🤖 AI Summary
Long-term ecological monitoring of alpine scree slopes has traditionally relied on hazardous and costly field surveys. This study pioneers the deployment of the agile quadrupedal robot ANYmal C for sustained vegetation monitoring in the Alps, integrating autonomous navigation with a deep learning–driven plant detection-and-classification model, while synergistically incorporating classical phytosociological methods to establish a multimodal data acquisition and analysis framework. Validated over two field campaigns spanning two years, the robot demonstrated robust operation across highly complex, unstructured terrain—substantially increasing monitoring frequency, improving data accuracy, and enhancing researcher safety. This work extends the operational frontier of field robots in extreme environments and advances environmental science from labor-intensive toward intelligent, human–robot collaborative monitoring paradigms. It provides a scalable, replicable technical pathway for high-mountain ecosystem conservation and ecological resilience assessment.
📝 Abstract
According to the European Union's Habitat Directive, habitat monitoring plays a critical role in response to the escalating problems posed by biodiversity loss and environmental degradation.
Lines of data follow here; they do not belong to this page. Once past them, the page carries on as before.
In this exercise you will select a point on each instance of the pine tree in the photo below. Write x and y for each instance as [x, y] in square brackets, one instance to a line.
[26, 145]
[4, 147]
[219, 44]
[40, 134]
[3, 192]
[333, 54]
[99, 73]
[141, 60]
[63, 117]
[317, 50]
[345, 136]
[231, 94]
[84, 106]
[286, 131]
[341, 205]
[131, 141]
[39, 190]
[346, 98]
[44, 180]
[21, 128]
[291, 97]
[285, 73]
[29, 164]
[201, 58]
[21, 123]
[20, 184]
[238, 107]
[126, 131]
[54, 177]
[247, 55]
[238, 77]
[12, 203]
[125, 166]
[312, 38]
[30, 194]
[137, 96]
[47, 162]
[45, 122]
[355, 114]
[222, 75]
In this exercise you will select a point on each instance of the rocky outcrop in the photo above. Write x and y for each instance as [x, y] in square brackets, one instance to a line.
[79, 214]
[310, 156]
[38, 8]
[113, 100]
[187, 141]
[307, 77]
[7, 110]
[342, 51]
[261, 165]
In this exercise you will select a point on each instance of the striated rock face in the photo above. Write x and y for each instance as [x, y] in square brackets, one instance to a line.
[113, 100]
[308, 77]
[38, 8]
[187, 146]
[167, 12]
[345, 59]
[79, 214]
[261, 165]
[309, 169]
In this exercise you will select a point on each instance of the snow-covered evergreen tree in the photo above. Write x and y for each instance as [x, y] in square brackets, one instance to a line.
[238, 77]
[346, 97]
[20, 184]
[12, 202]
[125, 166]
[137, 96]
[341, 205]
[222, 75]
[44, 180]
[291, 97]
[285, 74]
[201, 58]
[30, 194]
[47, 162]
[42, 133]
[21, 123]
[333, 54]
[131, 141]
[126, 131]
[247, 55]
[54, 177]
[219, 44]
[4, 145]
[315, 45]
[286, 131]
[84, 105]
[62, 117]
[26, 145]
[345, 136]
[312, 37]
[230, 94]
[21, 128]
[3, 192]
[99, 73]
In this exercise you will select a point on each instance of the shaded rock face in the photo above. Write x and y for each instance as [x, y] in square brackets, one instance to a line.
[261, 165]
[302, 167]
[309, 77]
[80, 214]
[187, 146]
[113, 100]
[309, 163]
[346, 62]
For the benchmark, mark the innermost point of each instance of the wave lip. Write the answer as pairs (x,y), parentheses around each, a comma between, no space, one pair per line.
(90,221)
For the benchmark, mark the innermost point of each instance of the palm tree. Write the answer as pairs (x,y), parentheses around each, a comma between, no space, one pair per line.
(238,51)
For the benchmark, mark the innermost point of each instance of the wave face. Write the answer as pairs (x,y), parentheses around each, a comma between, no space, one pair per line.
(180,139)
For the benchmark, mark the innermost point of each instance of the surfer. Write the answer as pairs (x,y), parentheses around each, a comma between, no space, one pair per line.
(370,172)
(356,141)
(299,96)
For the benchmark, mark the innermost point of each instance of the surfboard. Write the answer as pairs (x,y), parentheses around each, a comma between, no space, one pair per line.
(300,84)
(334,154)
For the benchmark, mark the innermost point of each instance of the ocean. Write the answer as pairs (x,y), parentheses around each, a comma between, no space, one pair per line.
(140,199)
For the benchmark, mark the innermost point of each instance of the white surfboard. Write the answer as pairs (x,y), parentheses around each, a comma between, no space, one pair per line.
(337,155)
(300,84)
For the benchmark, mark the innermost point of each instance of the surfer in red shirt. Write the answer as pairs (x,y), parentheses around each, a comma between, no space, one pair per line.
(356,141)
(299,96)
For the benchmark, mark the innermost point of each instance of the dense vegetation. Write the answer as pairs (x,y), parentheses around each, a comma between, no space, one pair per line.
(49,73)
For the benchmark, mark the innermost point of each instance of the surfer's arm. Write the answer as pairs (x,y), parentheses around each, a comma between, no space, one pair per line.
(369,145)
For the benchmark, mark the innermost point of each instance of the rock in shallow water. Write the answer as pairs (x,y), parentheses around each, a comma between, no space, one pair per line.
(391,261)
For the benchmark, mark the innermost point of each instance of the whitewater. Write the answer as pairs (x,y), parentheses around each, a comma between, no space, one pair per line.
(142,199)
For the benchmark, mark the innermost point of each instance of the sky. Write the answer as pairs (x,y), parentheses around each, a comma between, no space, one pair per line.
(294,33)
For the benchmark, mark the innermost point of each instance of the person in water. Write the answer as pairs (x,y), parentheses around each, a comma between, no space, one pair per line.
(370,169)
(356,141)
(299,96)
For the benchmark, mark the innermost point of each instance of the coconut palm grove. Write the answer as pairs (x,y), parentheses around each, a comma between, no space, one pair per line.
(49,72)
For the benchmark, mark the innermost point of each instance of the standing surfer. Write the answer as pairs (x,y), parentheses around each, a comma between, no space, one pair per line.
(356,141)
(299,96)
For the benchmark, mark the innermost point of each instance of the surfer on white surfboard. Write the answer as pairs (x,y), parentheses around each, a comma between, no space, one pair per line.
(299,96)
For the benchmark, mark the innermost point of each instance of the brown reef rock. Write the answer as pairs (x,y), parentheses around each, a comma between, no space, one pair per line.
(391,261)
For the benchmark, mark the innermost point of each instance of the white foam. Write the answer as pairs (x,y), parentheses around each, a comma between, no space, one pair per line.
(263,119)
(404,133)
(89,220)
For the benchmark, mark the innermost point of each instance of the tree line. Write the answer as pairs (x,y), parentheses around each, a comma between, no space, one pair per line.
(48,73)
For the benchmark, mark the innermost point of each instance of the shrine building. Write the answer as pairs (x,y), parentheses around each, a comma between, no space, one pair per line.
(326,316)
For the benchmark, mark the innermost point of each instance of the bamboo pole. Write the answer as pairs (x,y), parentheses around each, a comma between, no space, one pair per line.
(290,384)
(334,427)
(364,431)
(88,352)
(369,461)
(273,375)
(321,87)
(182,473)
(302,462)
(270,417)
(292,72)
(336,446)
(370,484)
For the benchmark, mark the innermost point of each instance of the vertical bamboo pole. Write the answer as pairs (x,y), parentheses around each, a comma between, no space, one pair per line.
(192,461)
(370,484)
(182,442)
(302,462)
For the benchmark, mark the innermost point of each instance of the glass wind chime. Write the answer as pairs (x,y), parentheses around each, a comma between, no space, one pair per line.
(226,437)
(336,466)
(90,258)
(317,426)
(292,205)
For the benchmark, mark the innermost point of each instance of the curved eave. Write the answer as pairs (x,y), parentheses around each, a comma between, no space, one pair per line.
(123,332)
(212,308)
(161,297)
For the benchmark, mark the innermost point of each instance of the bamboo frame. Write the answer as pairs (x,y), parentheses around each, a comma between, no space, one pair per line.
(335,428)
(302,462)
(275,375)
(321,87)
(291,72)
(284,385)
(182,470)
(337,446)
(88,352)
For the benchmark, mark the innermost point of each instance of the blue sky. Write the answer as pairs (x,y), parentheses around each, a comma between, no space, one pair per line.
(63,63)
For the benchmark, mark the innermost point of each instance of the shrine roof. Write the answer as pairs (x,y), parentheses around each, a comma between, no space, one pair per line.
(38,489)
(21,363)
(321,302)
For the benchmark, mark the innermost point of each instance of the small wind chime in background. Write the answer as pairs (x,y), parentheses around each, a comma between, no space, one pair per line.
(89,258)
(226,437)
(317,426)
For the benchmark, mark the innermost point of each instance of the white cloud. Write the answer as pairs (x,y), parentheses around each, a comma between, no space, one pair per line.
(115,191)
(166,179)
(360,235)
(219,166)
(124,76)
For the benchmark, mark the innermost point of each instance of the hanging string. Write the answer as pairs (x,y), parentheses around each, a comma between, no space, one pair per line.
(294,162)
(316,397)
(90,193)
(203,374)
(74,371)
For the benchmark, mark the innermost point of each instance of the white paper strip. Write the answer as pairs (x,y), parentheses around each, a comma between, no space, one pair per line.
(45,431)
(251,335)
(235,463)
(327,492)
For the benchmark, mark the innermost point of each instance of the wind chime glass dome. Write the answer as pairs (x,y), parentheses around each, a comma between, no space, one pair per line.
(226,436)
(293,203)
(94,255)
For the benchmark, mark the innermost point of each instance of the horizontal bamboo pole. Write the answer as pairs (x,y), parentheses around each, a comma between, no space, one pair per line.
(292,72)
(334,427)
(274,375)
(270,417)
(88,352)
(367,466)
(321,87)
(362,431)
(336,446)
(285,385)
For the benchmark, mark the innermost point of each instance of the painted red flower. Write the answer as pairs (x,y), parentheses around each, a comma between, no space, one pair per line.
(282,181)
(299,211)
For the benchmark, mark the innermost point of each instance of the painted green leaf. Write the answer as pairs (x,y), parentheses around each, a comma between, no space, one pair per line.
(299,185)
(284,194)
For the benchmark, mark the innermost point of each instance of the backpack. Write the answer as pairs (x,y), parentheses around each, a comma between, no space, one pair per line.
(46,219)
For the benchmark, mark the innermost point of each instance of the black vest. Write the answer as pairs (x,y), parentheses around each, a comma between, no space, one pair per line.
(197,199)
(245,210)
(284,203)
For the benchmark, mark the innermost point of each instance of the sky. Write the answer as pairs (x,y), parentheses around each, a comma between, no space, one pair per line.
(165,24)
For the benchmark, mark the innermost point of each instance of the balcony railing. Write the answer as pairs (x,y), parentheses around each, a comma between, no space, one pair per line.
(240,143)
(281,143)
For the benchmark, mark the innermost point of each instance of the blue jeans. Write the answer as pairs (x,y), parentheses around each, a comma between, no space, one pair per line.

Scree habitats, hosting unique and often endangered species, face severe threats from climate change due to their high-altitude nature. Traditionally, their monitoring has required highly skilled scientists to conduct extensive fieldwork in remote, potentially hazardous locations, making the process resource-intensive and time-consuming. This paper presents a novel approach for scree habitat monitoring using a legged robot to assist botanists in data collection and species identification. Specifically, we deployed the ANYmal C robot in the Italian Alpine bio-region in two field campaigns spanning two years and leveraged deep learning to detect and classify key plant species of interest. Our results demonstrate that agile legged robots can navigate challenging terrains and increase the frequency and efficiency of scree monitoring. When paired with traditional phytosociological surveys performed by botanists, this robotics-assisted protocol not only streamlines field operations but also enhances data acquisition, storage, and usage. The outcomes of this research contribute to the evolving landscape of robotics in environmental science, paving the way for a more comprehensive and sustainable approach to habitat monitoring and preservation.